Learning using contradictions under Universum setting has the dual goal of minimizing the generalization error in Eq. (1) while maximizing the contradiction on universum samples Eq. (4). The following proposition provides guidelines on how this can be achieved for the one class hinge loss in Eq. (3).

Proposition 2

For the one class hinge loss in Eq. (3), maximum contradiction on universum samples ${\textbf{x}}^* \in {\mathcal {X}}_U^*$ can be achieved when,

$$\begin{aligned} \vert {\textbf{w}}^\top \phi ({\textbf{x}}^{*}) - 1\vert = 0 \end{aligned}$$

(5)

That is, we need the universum samples to lie on the decision boundary. This motivates the following one class loss using contradictions (under Universum settings) where we relax the constraint in Eq. (5) by introducing a $\Delta $-insensitive loss similar to Weston et al. (2006), Dhar et al. (2019) and solve,

$$\begin{aligned}&\underset{{\textbf{w}}}{\text {min}}\; \frac{1}{2}\vert \vert {\textbf{w}}\vert \vert _2^2 + C \; L_T({\textbf{w}},\phi (\{{\textbf{x}}_i\}_{i=1}^n)) + C_U \; L_U({\textbf{w}},\phi (\{{\textbf{x}}_{i^\prime }^*\}_{i^\prime =1}^m)){} & {} \nonumber \\&\text {s.t.} \quad L_T({\textbf{w}},\phi (\{{\textbf{x}}\}_{i=1}^n)) = \sum _{i=1}^n [1-{\textbf{w}}^\top \phi ({\textbf{x}}_i)]_+{} & {} \nonumber \\&\quad \quad \; L_U({\textbf{w}},\phi (\{{\textbf{x}}_{i^\prime }^*\}_{i^\prime =1}^m)) = \sum _{i^\prime =1}^m [\vert 1-{\textbf{w}}^\top \phi ({\textbf{x}}_{i^\prime }^*)\vert -\Delta ]_+{} & {} \end{aligned}$$

(6)

Here, $[x]_+ = \text {max}(0,x)$. Further, the interplay between $C, C_U - $ controls the trade-off between explaining the training samples using $L_T$ versus maximizing the contradiction on Universum samples using $L_U$. For $C_U = 0$ or $\Delta \rightarrow \infty $, Eq. (6) transforms to Eq. (3). For deep learning models, we optimize Eq. (6) over all the model parameters and refer to it as Deep One Class Classification using Contradictions (DOC$^3$).
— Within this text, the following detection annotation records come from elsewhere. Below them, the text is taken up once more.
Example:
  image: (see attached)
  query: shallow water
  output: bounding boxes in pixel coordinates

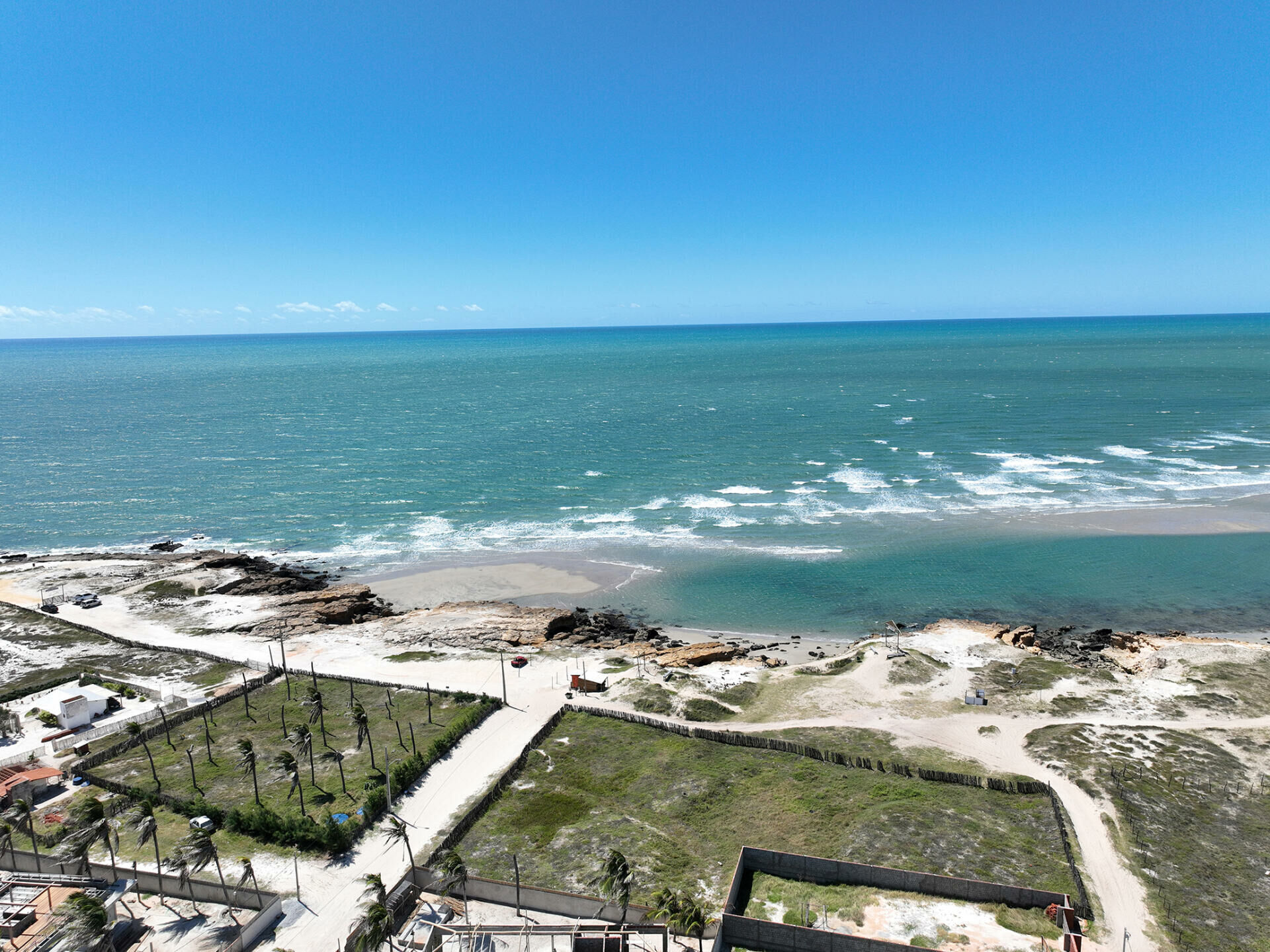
[0,316,1270,632]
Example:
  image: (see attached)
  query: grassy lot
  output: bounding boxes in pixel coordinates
[0,605,237,695]
[93,676,482,817]
[762,727,991,777]
[458,714,1072,901]
[1027,724,1270,952]
[744,873,1062,948]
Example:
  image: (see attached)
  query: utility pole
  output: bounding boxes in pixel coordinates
[384,744,392,811]
[512,853,521,919]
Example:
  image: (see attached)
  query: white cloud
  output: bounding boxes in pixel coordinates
[0,305,136,324]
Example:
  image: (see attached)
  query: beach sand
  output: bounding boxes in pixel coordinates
[347,553,642,610]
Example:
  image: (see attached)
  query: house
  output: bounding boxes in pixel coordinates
[57,684,118,731]
[0,767,62,808]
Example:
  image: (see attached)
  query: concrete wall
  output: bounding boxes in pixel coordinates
[728,847,1067,914]
[0,849,282,952]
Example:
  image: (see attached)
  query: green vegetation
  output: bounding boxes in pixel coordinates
[91,676,495,851]
[744,873,879,926]
[1027,724,1270,952]
[683,698,737,720]
[458,713,1073,902]
[886,648,949,684]
[385,651,446,662]
[762,727,990,775]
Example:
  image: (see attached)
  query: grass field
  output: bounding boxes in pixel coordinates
[1027,724,1270,952]
[93,675,490,817]
[458,713,1072,901]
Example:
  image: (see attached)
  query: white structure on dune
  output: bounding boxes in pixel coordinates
[57,684,114,731]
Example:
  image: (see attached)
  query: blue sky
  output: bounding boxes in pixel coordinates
[0,0,1270,337]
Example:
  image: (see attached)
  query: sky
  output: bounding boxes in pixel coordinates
[0,0,1270,337]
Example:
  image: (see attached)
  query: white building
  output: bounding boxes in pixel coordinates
[57,684,114,731]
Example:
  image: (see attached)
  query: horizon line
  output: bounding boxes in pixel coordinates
[0,312,1270,343]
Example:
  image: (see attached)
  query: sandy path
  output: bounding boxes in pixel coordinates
[276,693,560,952]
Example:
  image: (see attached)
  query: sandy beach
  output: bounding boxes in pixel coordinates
[348,553,652,610]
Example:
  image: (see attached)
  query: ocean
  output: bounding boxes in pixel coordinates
[0,315,1270,634]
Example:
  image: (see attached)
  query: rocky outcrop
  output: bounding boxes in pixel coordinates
[206,552,329,595]
[251,585,392,638]
[653,642,740,668]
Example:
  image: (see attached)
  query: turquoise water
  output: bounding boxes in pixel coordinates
[0,315,1270,632]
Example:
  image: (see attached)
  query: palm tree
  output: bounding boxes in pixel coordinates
[60,892,114,949]
[592,849,635,920]
[665,892,714,952]
[0,797,40,872]
[123,801,163,905]
[237,857,264,909]
[0,822,13,857]
[177,828,233,915]
[384,814,414,879]
[353,902,392,952]
[273,750,309,816]
[437,849,468,920]
[362,873,389,905]
[164,857,202,915]
[123,720,163,789]
[287,724,318,787]
[57,796,119,879]
[348,701,378,770]
[233,737,261,806]
[300,684,329,748]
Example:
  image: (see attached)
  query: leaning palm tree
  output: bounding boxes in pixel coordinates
[665,892,714,952]
[353,902,392,952]
[591,849,635,920]
[164,857,202,915]
[0,797,40,872]
[175,828,233,915]
[287,724,318,787]
[437,849,468,920]
[348,701,378,770]
[58,892,114,949]
[273,750,309,816]
[0,821,14,858]
[123,720,163,789]
[237,857,264,909]
[362,873,389,905]
[384,814,414,879]
[300,684,327,748]
[233,737,261,806]
[56,797,119,879]
[123,801,163,905]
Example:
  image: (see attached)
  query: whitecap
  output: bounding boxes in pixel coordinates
[679,496,737,509]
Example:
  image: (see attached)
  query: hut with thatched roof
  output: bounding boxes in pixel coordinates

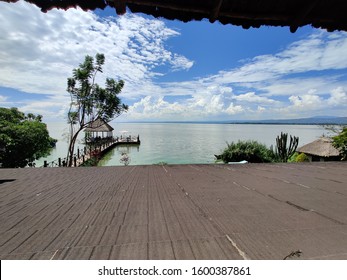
[297,137,342,161]
[84,118,114,138]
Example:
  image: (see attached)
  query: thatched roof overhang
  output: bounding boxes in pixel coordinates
[84,119,113,132]
[297,137,340,157]
[0,0,347,32]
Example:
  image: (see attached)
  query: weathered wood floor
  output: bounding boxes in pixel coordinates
[0,162,347,259]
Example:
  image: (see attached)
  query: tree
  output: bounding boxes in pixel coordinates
[67,53,128,166]
[276,132,299,162]
[221,141,276,163]
[333,126,347,160]
[0,108,56,168]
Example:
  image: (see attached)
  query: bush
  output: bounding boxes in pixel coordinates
[221,141,278,163]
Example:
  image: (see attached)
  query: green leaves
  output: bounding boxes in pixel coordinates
[221,141,276,163]
[67,53,128,164]
[333,126,347,160]
[0,108,54,167]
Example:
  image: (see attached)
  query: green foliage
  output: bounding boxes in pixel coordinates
[221,141,277,163]
[333,126,347,160]
[0,108,56,168]
[67,53,128,166]
[276,132,299,162]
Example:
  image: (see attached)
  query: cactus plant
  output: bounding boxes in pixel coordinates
[276,132,299,162]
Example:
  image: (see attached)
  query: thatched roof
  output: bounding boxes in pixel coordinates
[0,0,347,32]
[84,119,113,132]
[297,137,340,157]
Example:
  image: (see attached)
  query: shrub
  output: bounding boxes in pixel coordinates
[221,140,278,163]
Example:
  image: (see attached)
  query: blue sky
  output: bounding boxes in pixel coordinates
[0,1,347,122]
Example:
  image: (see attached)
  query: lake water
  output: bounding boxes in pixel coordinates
[37,123,327,166]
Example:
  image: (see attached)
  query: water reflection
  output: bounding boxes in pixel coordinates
[98,144,140,166]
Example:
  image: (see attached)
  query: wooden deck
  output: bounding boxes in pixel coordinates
[0,162,347,259]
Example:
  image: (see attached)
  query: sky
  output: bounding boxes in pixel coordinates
[0,1,347,122]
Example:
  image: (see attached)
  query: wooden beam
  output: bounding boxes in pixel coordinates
[210,0,223,23]
[290,0,320,33]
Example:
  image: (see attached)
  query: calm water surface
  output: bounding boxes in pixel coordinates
[37,123,326,166]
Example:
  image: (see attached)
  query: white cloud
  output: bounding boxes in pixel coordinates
[0,1,347,120]
[0,95,7,102]
[328,87,347,106]
[233,92,278,104]
[0,1,193,97]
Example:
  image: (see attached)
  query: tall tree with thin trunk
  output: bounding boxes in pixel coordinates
[67,53,128,166]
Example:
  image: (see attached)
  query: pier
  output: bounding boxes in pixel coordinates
[42,135,141,167]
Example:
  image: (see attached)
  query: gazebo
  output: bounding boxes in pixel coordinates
[297,137,341,161]
[84,118,114,139]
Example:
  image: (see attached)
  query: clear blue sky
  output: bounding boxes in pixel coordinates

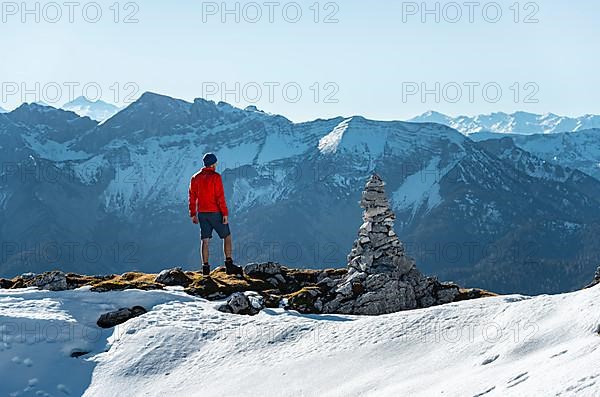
[0,0,600,121]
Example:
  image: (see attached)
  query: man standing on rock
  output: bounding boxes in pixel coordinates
[189,153,243,276]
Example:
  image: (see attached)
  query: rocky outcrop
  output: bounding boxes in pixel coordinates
[585,266,600,288]
[96,306,147,328]
[154,267,192,287]
[313,174,459,315]
[217,291,265,316]
[27,271,69,291]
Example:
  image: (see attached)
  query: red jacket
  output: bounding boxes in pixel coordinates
[189,168,229,217]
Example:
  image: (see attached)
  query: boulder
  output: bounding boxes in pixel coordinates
[0,278,15,289]
[154,267,192,287]
[285,287,323,314]
[26,270,69,291]
[244,262,282,276]
[96,306,147,328]
[217,291,265,316]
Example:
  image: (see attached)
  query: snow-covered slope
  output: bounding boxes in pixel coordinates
[0,287,600,397]
[409,111,600,135]
[469,128,600,180]
[62,96,120,122]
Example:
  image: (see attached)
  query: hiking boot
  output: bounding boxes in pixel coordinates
[225,260,244,276]
[202,265,210,276]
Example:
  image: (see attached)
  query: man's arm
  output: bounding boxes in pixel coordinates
[188,178,198,218]
[215,175,229,218]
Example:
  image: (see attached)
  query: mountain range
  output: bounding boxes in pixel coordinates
[62,96,120,122]
[409,111,600,135]
[0,93,600,293]
[0,96,120,122]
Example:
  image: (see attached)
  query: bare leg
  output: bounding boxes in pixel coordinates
[202,239,210,263]
[223,234,233,259]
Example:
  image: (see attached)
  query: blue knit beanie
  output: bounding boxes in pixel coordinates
[202,153,217,167]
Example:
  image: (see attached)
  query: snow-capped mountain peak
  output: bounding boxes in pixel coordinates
[409,111,600,135]
[62,96,120,122]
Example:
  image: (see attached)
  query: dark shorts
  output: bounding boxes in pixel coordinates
[198,212,231,240]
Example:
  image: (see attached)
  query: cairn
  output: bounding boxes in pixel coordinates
[323,174,459,315]
[348,174,415,274]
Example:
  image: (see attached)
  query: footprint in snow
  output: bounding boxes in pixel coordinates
[506,372,529,388]
[481,354,500,365]
[550,350,568,358]
[473,386,496,397]
[56,383,71,396]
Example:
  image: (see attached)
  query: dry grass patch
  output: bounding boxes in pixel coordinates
[88,272,163,292]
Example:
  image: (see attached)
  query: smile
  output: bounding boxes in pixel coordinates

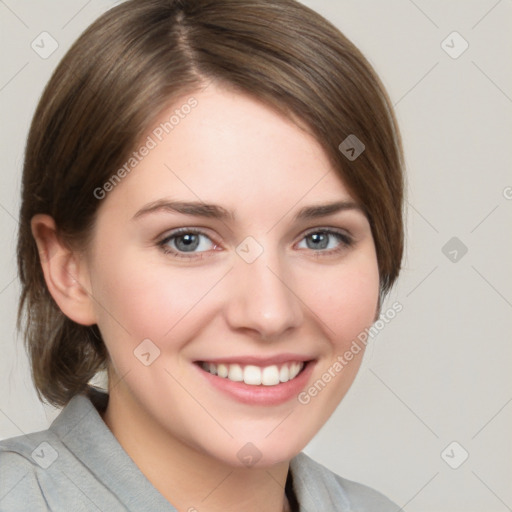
[199,361,305,386]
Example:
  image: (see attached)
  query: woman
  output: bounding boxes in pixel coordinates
[0,0,403,512]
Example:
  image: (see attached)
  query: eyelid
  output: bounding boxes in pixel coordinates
[157,226,355,260]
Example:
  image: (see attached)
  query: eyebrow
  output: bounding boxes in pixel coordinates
[132,199,365,221]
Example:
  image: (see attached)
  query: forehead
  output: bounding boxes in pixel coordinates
[96,85,351,217]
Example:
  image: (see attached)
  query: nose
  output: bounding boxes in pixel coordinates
[226,247,303,341]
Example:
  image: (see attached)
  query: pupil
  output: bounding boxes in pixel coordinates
[176,234,199,252]
[308,233,328,249]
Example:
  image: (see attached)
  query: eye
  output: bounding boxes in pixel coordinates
[299,228,353,254]
[158,228,217,258]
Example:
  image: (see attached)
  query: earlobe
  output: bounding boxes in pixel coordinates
[31,214,96,325]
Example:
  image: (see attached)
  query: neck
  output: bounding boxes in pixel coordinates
[103,386,290,512]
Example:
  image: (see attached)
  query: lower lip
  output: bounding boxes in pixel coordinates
[194,361,315,405]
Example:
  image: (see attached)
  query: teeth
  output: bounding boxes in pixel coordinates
[201,362,304,386]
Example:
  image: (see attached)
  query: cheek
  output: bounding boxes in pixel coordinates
[309,253,379,350]
[88,248,218,348]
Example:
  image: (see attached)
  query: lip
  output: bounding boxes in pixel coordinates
[195,353,314,367]
[194,355,316,406]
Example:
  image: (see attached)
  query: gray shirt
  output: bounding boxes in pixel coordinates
[0,390,400,512]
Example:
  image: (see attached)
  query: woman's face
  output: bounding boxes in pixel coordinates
[86,85,379,466]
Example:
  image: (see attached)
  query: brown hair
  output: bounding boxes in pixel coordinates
[18,0,403,405]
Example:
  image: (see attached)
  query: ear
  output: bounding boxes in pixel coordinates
[31,214,96,325]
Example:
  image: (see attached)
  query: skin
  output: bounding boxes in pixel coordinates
[32,85,379,512]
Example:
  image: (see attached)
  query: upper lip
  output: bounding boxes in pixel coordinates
[196,354,314,366]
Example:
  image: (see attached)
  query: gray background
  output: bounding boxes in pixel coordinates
[0,0,512,512]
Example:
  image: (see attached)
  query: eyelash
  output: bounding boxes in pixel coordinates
[157,228,354,260]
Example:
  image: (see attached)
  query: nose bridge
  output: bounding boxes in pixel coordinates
[228,240,302,338]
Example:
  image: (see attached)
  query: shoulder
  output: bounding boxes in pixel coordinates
[0,430,57,512]
[291,452,401,512]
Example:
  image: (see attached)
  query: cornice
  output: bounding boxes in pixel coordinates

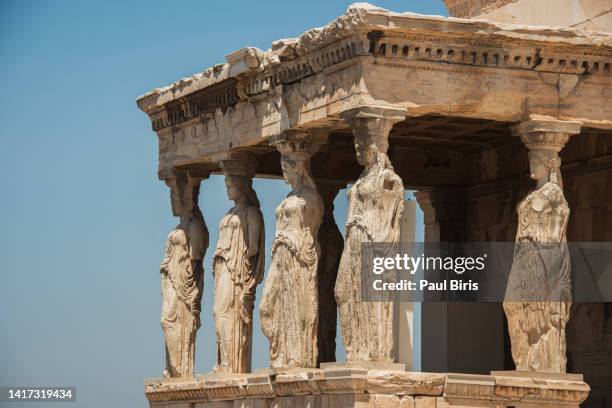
[137,3,612,131]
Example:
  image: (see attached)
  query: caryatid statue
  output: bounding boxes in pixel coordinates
[259,131,323,368]
[335,106,406,363]
[160,175,208,378]
[504,120,581,373]
[213,156,265,373]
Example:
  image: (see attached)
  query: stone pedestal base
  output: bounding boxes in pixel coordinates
[145,365,589,408]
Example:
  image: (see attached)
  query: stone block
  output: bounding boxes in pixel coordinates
[414,396,437,408]
[400,395,414,408]
[370,394,400,408]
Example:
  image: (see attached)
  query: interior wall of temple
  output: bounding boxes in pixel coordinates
[417,129,612,406]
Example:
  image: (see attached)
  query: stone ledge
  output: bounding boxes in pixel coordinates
[145,366,590,408]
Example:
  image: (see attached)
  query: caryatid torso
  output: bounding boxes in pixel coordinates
[335,153,404,362]
[504,134,571,373]
[259,141,323,368]
[213,204,264,373]
[160,209,208,378]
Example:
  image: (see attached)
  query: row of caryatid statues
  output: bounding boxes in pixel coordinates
[161,103,579,377]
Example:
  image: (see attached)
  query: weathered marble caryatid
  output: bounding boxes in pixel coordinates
[259,131,323,368]
[335,106,406,363]
[504,120,581,373]
[317,180,346,364]
[213,155,265,373]
[160,175,208,378]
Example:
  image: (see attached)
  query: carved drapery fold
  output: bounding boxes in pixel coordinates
[335,106,405,363]
[504,120,581,373]
[213,154,265,373]
[259,131,323,368]
[160,173,208,378]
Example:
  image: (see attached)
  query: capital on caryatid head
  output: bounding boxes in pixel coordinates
[214,152,257,179]
[269,129,321,160]
[512,119,582,153]
[340,105,406,153]
[159,170,210,217]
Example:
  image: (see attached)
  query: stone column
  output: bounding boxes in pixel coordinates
[335,106,406,363]
[504,120,582,373]
[259,131,323,368]
[316,180,346,365]
[213,153,265,373]
[160,172,208,378]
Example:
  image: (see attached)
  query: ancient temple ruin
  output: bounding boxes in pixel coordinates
[138,0,612,408]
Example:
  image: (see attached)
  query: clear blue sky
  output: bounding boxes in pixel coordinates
[0,0,446,408]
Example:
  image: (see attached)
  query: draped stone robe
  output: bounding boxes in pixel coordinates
[335,154,404,362]
[213,205,264,373]
[160,217,208,378]
[259,191,323,367]
[504,182,571,372]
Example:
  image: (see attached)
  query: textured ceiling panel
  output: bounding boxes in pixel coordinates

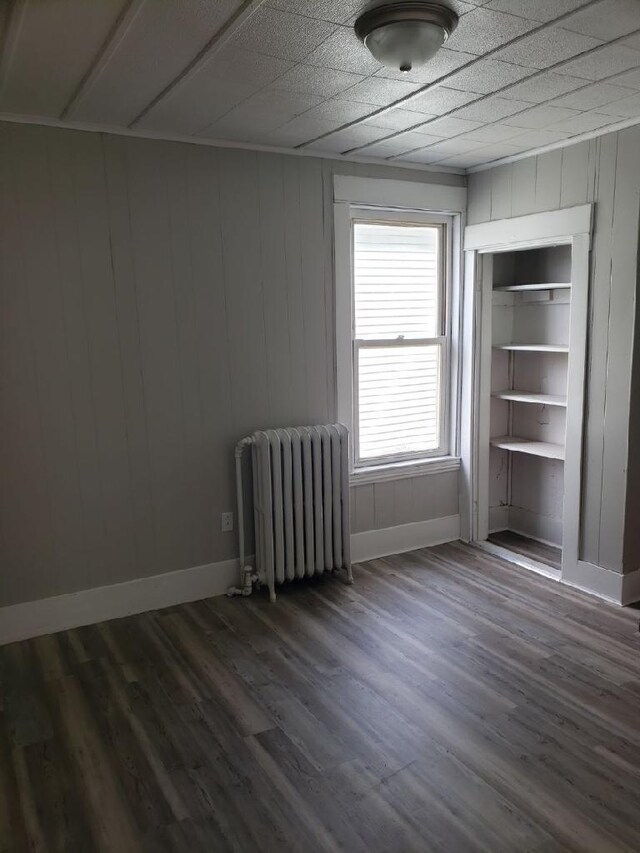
[447,59,531,95]
[364,107,435,133]
[553,83,629,110]
[440,8,535,54]
[405,86,478,115]
[456,95,529,121]
[5,0,640,168]
[309,124,388,154]
[352,131,448,157]
[485,0,596,22]
[464,123,524,144]
[502,104,579,129]
[598,94,640,118]
[560,44,640,80]
[422,116,481,138]
[199,89,323,140]
[496,27,602,68]
[0,0,125,117]
[563,0,640,41]
[264,63,367,100]
[376,47,478,85]
[70,0,248,125]
[298,27,381,75]
[500,71,585,104]
[549,111,611,135]
[338,77,420,107]
[225,6,338,60]
[267,0,367,24]
[136,46,293,134]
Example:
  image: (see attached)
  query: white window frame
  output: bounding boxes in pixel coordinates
[334,176,466,483]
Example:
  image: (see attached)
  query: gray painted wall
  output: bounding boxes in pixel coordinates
[468,127,640,571]
[0,124,464,605]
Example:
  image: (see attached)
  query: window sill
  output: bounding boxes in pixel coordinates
[349,456,460,486]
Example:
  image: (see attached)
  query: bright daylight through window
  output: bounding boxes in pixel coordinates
[353,215,448,466]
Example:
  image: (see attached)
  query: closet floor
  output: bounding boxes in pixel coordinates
[488,530,562,570]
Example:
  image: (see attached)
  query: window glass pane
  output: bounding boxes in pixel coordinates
[358,344,440,459]
[353,222,440,339]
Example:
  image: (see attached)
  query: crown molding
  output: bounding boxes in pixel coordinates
[0,112,465,175]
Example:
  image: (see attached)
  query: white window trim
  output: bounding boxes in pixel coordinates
[334,176,466,484]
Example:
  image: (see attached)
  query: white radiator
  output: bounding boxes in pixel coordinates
[236,424,353,601]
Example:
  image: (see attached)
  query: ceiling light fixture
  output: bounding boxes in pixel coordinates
[354,0,458,72]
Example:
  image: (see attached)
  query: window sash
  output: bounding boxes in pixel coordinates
[351,209,452,469]
[353,335,449,468]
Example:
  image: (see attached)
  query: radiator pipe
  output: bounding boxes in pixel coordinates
[227,435,258,597]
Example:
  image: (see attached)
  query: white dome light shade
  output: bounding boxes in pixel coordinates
[355,0,458,71]
[364,21,446,71]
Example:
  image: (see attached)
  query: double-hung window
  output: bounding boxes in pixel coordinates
[351,208,452,469]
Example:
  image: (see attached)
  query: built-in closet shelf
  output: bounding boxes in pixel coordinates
[493,281,571,293]
[491,391,567,409]
[491,435,564,459]
[493,344,569,353]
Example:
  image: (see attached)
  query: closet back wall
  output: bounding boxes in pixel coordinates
[0,124,464,606]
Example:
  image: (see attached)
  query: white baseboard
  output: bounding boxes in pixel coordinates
[351,515,460,563]
[620,569,640,604]
[0,515,460,645]
[0,560,239,645]
[562,560,628,604]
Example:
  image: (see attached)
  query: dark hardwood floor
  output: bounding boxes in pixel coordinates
[0,544,640,853]
[489,530,562,569]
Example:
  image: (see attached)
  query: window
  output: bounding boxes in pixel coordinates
[333,176,466,484]
[353,214,448,466]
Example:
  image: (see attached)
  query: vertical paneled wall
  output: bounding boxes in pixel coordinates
[0,124,464,605]
[468,127,640,571]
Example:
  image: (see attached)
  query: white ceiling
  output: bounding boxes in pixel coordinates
[0,0,640,169]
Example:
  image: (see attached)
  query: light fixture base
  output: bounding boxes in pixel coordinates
[354,0,458,71]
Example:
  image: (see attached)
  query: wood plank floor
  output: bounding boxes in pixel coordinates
[489,530,562,570]
[0,544,640,853]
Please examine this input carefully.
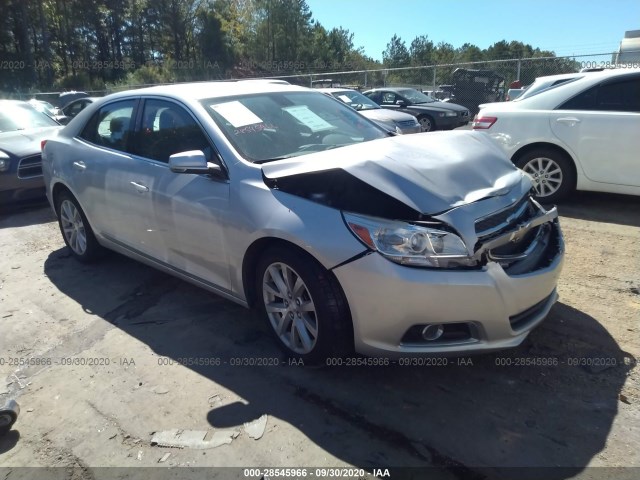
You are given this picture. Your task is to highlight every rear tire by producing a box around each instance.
[255,247,353,364]
[514,148,576,203]
[56,191,104,263]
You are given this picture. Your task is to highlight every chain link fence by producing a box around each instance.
[5,53,628,114]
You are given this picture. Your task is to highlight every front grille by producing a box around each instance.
[476,197,530,237]
[18,154,42,178]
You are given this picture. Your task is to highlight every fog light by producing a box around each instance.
[422,323,444,342]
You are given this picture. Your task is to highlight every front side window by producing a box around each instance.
[558,78,640,112]
[131,99,214,163]
[80,99,137,152]
[400,89,435,103]
[201,92,387,163]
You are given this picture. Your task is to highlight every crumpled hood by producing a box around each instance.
[262,131,523,215]
[0,125,63,157]
[424,102,469,112]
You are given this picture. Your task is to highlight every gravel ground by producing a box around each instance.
[0,193,640,480]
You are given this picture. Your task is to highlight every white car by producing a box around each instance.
[472,68,640,202]
[507,73,584,102]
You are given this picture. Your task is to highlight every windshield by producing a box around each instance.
[201,92,387,163]
[398,88,436,103]
[331,90,381,110]
[0,104,58,132]
[513,75,582,102]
3.2 Analysis of generalization error bound

Next we provide theoretical justification in support of Universum learning. We argue, learning under universum settings using DOC$^3$ can provide improved generalization error compared to its inductive counterpart DOC (Hinge). For this, we first derive a generic form of the generalization error bound for one class learning using the Rademacher complexity capacity measure in Theorem 1.

Theorem 1

(Generalization error bound) Let ${\mathcal {F}}$ be the class of functions from which the decision function $f({\textbf{x}})$ in Eq. (3) and (6) are estimated. Let $R_{f,1} = \{ {\textbf{x}}: f({\textbf{x}}) \ge 1 \}$ be the induced decision region. Then, with probability $1-\eta $ with $\eta \in [0,1]$, over any independent draw of the random sample ${\mathcal {T}}=({\textbf{x}}_i,y_i = +1)_{i=1}^n \sim {\mathcal {D}}_{{\mathcal {T}}\vert {\mathcal {Y}} = +1}^n$, for any $\kappa > 0$ we have,

$$\begin{aligned}&{\mathbb {P}}_{{\mathcal {D}}_{{\mathcal {T}}\vert {\mathcal {Y}} = +1}}({\textbf{x}} \notin R_{f,1-\kappa }) \; \le \; \frac{1}{\kappa n} \sum _{i=1}^n \xi _i + \frac{2}{\kappa } \hat{{\mathcal {R}}}_n({\mathcal {F}}) + 3 \sqrt{\frac{ln \frac{2}{\eta }}{2n}}{} & {} \end{aligned}$$

(7)

where $\quad \xi _i = [1-f({\textbf{x}})]_+$; $R_{f,\theta } = \{{\textbf{x}}: f({\textbf{x}}) \ge \theta \} $

$\hat{{\mathcal {R}}}_n({\mathcal {F}}) = {\mathbb {E}}_{\sigma }[\underset{f \in {\mathcal {F}}}{\text {sup}} \vert \frac{2}{n} \sum _{i=1}^n \sigma _i f({\textbf{x}}_i)\vert \Big \vert ({\textbf{x}}_i)_{i=1}^n] $

$\sigma $ = independent uniform $\{ \pm 1 \}-$ valued random variables a.k.a Rademacher variables.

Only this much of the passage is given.